Support for Null Image input #94

dtoconnor · 2024-10-18T21:42:11Z

Feature request: allow messages with no images to be sent to the VLM (specifically Qwen2-VL-7B-8bit). This is supported with transformers and other libraries by default, but null images cause shape errors upon inference in MLX_VLM, e.g.

ValueError: Invalid high padding size (-578) passed to pad for axis 1. Padding sizes must be non-negative

Apart from that, I love the work you are doing.

The text was updated successfully, but these errors were encountered:

Blaizzy · 2024-10-19T20:17:46Z

Hey @dtoconnor

Thanks, that's a nice suggestion

I will add it to the next release

qinxuye · 2024-12-09T12:38:20Z

Is no image allowed now?

CharafChnioune · 2024-12-28T18:40:25Z

@Blaizzy Is this still feat still in the pipeline?
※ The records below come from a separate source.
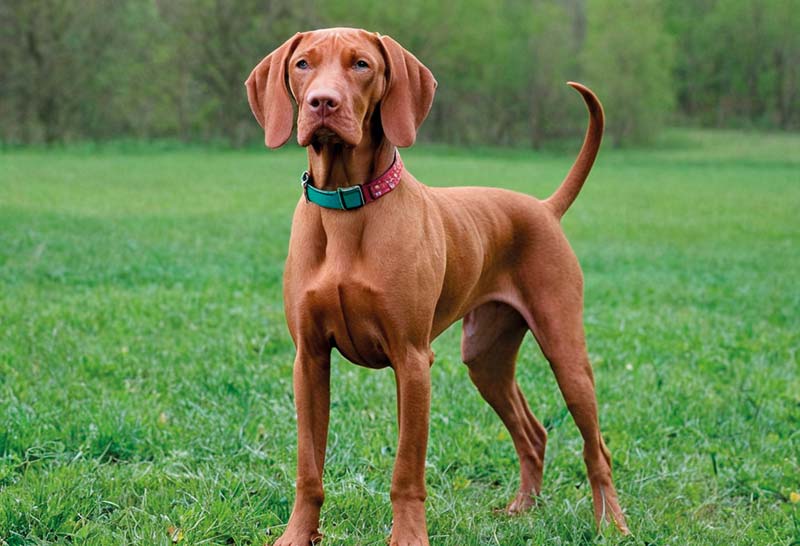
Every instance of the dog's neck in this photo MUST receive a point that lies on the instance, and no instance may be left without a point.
(333, 165)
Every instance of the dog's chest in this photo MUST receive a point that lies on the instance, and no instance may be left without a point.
(347, 309)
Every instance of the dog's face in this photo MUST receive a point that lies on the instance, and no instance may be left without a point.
(337, 79)
(340, 78)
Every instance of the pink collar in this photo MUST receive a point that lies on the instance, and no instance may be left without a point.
(354, 197)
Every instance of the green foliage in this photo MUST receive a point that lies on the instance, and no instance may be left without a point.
(126, 68)
(630, 68)
(145, 366)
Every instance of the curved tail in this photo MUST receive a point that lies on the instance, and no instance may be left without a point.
(563, 197)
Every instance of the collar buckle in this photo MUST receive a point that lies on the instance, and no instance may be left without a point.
(343, 192)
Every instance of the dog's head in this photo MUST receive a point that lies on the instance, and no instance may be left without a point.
(341, 79)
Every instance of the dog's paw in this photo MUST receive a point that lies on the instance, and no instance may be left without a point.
(293, 537)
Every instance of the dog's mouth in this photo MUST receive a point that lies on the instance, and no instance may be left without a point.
(322, 131)
(325, 135)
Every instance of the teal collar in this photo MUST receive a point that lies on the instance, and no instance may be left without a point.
(354, 197)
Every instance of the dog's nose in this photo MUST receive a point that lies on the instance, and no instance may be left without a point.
(324, 101)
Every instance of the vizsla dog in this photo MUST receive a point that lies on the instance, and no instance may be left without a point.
(380, 264)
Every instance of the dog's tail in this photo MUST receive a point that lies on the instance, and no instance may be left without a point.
(560, 201)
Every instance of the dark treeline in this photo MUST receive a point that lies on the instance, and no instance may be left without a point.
(105, 69)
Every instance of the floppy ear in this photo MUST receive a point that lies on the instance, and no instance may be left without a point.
(408, 96)
(268, 96)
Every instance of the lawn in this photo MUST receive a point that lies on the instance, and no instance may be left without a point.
(145, 368)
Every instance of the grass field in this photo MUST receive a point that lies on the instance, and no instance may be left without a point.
(145, 369)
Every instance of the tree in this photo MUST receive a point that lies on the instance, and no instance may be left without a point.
(628, 60)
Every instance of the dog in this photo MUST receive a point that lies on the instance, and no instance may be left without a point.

Blaizzy · 2024-12-28T19:20:28Z

It's actually done in #153 ✅

Just pass remove --image arg via CLI or pass empty list programmatically and the model should work just like a normal language model.

Every model should respond normal expect for Florence-2.

Blaizzy · 2024-12-28T19:20:50Z

Let me know how it goes so I can close this issue :)

CharafChnioune · 2024-12-29T17:13:08Z

@Blaizzy I'm trying to implement text-only support in my application but getting errors. Here's my current implementation:

def generate_with_model(
    model: Union[VisionModelWrapper, Any],
    processor: Any,
    config: Optional[dict],
    prompt: str,
    images: Optional[List[str]] = None,
    max_tokens: int = 100,
    temperature: float = 0.0
) -> str:
    """Generate output with MLX model (VLM or LM)."""
    try:
        if isinstance(model, VisionModelWrapper):
            # Check if it's Florence-2 model
            if "Florence-2" in str(model.__class__):
                if not images:
                    raise ValueError("Florence-2 model requires images.")
            
            messages = [{"role": "user", "content": prompt}]
            formatted_prompt = apply_chat_template(
                processor, config, prompt, num_images=len(images) if images else 0
            )
            
            if images:
                output = generate_vlm(
                    model=model,
                    processor=processor,
                    image=images[0],
                    prompt=formatted_prompt,
                    max_tokens=max_tokens,
                    temp=temperature,
                    verbose=True
                )
            else:
                # Trying to use without image
                output = generate_vlm(
                    model=model,
                    processor=processor,
                    image=[],  # Empty list as suggested
                    prompt=formatted_prompt,
                    max_tokens=max_tokens,
                    temp=temperature,
                    verbose=True
                )
            return output.strip()

Getting this error when trying without image:

TypeError: __init__(): incompatible function arguments. The following argument types are supported:
    1. __init__(self: array, val: Union[scalar, list, tuple, numpy.ndarray, array], dtype: Optional[Dtype] = None)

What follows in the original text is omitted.